Usually for maximum performance (minimum latency, maximum throughput) you want to have operations not lock each other, unless absolutely necessary, in which case you want them to be short.

whilenot-dev•1y ago
You make it sound like the conflict is just affecting performance and won't result in a deadlock. So it's for performance aware postgres clients/users, and not for postgres developers?
andyferris•1y ago
It is a guide for developers using postgres as a client, who need to write systems that don't deadlock, are performant and are correct. These are the (rather sharp) tools that postgres provides for doing so (or else you can use e.g. serializable isolation and optimistic concurrency, but in my experience that has too many false positives and bail out rather eagerly, whereas these tools let you be very precise and granular).
mebcitto•1y ago
Other relevant talks/blogs that I found really useful for understanding Postgres locks are:

* Unlocking the Postgres Lock Manager by Bruce Momjian: https://momjian.us/main/writings/pgsql/locking.pdf

* Anatomy of table-level locks by Gulcin Yildirim Jelinek: https://xata.io/blog/anatomy-of-locks

pasxizeis•1y ago
Shameless plug: I wrote a tool[1] that executes a given migration against a test database (e.g. in your CI) and reports back what locks it acquired.
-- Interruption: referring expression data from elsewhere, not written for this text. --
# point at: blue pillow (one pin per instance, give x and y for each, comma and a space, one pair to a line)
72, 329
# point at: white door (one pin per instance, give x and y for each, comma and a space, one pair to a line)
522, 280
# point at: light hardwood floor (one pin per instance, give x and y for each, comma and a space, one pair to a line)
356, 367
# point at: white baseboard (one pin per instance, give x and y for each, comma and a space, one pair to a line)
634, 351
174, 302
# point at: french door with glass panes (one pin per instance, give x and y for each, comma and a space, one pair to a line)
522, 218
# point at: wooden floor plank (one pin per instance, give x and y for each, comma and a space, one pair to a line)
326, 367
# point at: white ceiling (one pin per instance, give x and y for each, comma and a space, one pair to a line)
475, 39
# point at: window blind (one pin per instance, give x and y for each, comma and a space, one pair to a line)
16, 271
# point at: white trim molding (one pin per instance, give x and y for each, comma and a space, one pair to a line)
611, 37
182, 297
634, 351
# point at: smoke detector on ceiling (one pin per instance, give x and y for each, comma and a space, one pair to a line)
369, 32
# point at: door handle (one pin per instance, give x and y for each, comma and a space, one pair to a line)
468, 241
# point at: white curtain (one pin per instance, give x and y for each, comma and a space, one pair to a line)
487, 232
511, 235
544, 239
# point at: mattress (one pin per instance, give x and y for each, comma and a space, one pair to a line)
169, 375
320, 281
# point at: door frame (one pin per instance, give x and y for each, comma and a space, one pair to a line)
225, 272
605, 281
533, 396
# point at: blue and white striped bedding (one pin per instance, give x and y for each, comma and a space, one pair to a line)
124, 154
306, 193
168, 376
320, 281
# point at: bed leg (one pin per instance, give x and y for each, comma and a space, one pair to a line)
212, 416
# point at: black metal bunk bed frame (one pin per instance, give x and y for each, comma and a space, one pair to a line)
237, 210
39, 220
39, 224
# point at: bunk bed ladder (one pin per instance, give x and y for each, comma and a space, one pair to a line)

The rationale being to have a "lock diagnostics report" commented in your PR's migration file.

It's a prototype and has a few rough edges and missing functionality, but feedback is more than welcome.

[1] https://github.com/agis/pglockanalyze

jononor•1y ago
Very practical! Locking is one of the things that can really bite when doing migrations.